The evaluation of the polymer viscosity at room temperature was performed using a cone plate measurement system (see Figure 42). After a certain time, test tubes were removed from the oven for viscosity measurement. The mechanical stability of the chosen polymer solutions was evaluated using Hamilton Beach Single Spindle Drink Mixer HMD 200 (Figure 44).
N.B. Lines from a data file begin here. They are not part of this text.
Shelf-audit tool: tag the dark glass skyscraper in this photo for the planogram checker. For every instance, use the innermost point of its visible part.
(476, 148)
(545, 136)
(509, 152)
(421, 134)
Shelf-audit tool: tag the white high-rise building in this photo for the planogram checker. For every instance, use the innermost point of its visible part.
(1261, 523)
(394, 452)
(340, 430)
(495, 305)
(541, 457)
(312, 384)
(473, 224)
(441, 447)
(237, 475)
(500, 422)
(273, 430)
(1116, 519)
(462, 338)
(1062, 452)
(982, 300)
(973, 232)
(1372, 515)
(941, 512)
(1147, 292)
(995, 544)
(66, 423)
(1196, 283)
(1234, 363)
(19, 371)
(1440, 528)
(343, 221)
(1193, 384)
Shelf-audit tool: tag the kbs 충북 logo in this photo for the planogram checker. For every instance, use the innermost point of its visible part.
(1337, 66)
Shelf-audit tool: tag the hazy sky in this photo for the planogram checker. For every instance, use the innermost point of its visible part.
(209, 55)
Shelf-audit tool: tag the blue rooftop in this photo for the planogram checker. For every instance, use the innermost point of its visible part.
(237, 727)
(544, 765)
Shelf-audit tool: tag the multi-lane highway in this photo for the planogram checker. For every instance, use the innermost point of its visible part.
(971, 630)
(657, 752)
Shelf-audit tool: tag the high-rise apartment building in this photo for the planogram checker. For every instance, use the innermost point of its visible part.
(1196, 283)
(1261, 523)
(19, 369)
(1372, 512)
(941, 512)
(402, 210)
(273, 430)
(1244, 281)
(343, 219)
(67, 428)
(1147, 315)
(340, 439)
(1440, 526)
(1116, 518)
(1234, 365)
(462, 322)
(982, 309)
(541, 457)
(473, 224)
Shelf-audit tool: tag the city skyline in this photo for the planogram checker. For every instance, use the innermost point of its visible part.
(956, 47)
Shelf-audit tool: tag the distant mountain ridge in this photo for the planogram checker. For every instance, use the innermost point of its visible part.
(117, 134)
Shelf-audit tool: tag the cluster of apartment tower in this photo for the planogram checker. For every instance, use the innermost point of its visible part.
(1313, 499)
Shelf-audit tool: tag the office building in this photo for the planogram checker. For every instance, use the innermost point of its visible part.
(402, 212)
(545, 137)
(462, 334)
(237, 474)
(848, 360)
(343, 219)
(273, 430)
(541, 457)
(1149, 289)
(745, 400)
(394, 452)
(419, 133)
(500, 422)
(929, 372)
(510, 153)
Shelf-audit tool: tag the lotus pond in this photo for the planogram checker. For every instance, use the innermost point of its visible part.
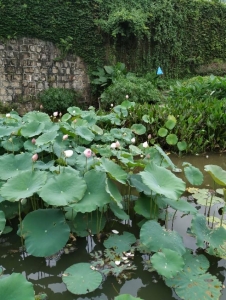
(87, 213)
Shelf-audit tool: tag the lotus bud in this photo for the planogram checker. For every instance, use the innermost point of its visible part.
(145, 144)
(34, 157)
(88, 153)
(65, 137)
(68, 153)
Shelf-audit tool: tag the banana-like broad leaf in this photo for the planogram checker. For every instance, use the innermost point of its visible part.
(214, 239)
(16, 287)
(120, 243)
(193, 282)
(155, 238)
(162, 181)
(81, 279)
(167, 263)
(63, 189)
(23, 185)
(45, 232)
(217, 173)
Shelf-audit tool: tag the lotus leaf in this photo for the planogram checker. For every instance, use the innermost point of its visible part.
(81, 279)
(217, 173)
(31, 129)
(63, 189)
(167, 263)
(12, 165)
(155, 238)
(138, 129)
(162, 181)
(86, 224)
(193, 175)
(45, 232)
(193, 282)
(16, 287)
(120, 243)
(213, 238)
(23, 185)
(114, 170)
(126, 297)
(2, 221)
(13, 144)
(95, 195)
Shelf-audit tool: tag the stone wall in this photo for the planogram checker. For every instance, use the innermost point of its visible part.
(28, 66)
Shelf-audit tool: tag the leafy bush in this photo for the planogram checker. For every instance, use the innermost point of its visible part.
(58, 99)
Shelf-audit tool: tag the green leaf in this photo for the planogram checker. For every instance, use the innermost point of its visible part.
(120, 243)
(217, 173)
(193, 175)
(167, 262)
(63, 189)
(16, 287)
(155, 238)
(162, 181)
(23, 185)
(81, 279)
(45, 232)
(171, 139)
(138, 129)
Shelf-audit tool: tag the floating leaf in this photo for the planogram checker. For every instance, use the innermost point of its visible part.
(120, 243)
(16, 287)
(23, 185)
(45, 232)
(81, 279)
(162, 181)
(155, 238)
(167, 262)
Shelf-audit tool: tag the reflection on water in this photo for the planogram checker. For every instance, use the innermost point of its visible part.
(46, 274)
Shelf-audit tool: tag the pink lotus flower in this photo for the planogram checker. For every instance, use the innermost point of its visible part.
(88, 153)
(35, 157)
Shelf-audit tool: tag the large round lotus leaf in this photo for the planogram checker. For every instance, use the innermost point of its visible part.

Three polymer solutions with a polymer concentration of 2500 ppm were exposed to a high shear rate of 400 s-1 for different time intervals. Determination of the displacement efficiency in terms of recovery factor is a mandatory stage of polymer screening. Brine and polymer solutions for oil recovery were injected at a rate of 5 cc/min.
Results
- Bulk scale rheological investigation
- The effect of concentration
- The effect of temperature
- Mechanical stability
- Long-term thermal stability test
- Injectivity tests
- Oil displacement test
Compared to Sav 10 XV, these polymers showed a less significant decrease in viscosity with an increase in shear rate at all concentrations. However, the Sav 10 XV typically showed a small Newtonian fluid region at the higher shear rates as shown in Figure 50. Moreover, Sav 10 XV showed more shear sensitive behavior with a dramatic viscosity loss compared to other two polymers in all cases.
In addition, Newtonian fluid behavior of Sav 10 XV solution was observed at the higher shear rates. It is clear that 2500 ppm Sav 10 solution has the worst thermal stability with approximately 60 % viscosity loss at 80 ̊C. Furthermore, Sav 10 XV had a viscosity degradation factor of approximately 23 % percent at the end of the experiment.
This can be explained by a lower shear sensitivity of Sav 10 compared to the other two candidates. As a result, this different shear behavior of polymers could be a possible reason for increased RF values for Sav 10 XV flooding. It should be noted that the injection rate of 1000 ppm Sav 10 XV flood was not increased to 5 cc/min for safety reasons because the pressure difference was extremely high.
Thus, there is no data on the resistance factor value for 1000 ppm Sav 10 XV at 5 cc/min injection. The highest differential pressure at the same rates was provided by polymer solutions Sav 10 XV. The lowest pressure values were provided by Sav 10 in all concentration groups (minimum, average and maximum).
In addition, Sav 10 polymer showed the best mechanical stability at high shear rates and acceptable long-term thermal stability. Overall, Sav 10 injection was effective and increased total oil recovery by nearly 12% even after oil displacement with 9 PV brine injection at the highest injection rate (5 cc/min). In conclusion, the use of Sav 10 flooding improved the cumulative oil recovery and can be recommended for sector simulation.
Conclusions and Recommendations
To create the simulation of the polymer flood sector with Sav 10 solution under Uzen field reservoir conditions to evaluate its performance on a larger scale.
Pore-scale investigation of viscoelastic phenomenon during enhanced oil recovery (EOR) polymer flooding through porous media. Polymer flood pilot case study in a low permeability Mannville sand of the western Canadian sedimentary basin using produced water for mixing. Comparative Study of Enhanced Oil Recovery under High Temperature and High Salinity: Polysaccharides versus Synthetic Polymer.
Press the casing for polymer flooding to high-temperature and high-salinity reservoirs with polyacrylamide-based ter-polymers. Study of the mechanism of polymer dissolution with viscoelastic behavior that increases microscopic oil displacement efficiency and the formation of steady "Oil thread" flow channels. Synthesis and study of a new copolymer for polymer flooding in high-temperature, high-salinity reservoirs.
Experimental investigation of key effect factors and oil displacement efficiency simulation for a new modified polymer BD-HMHEC.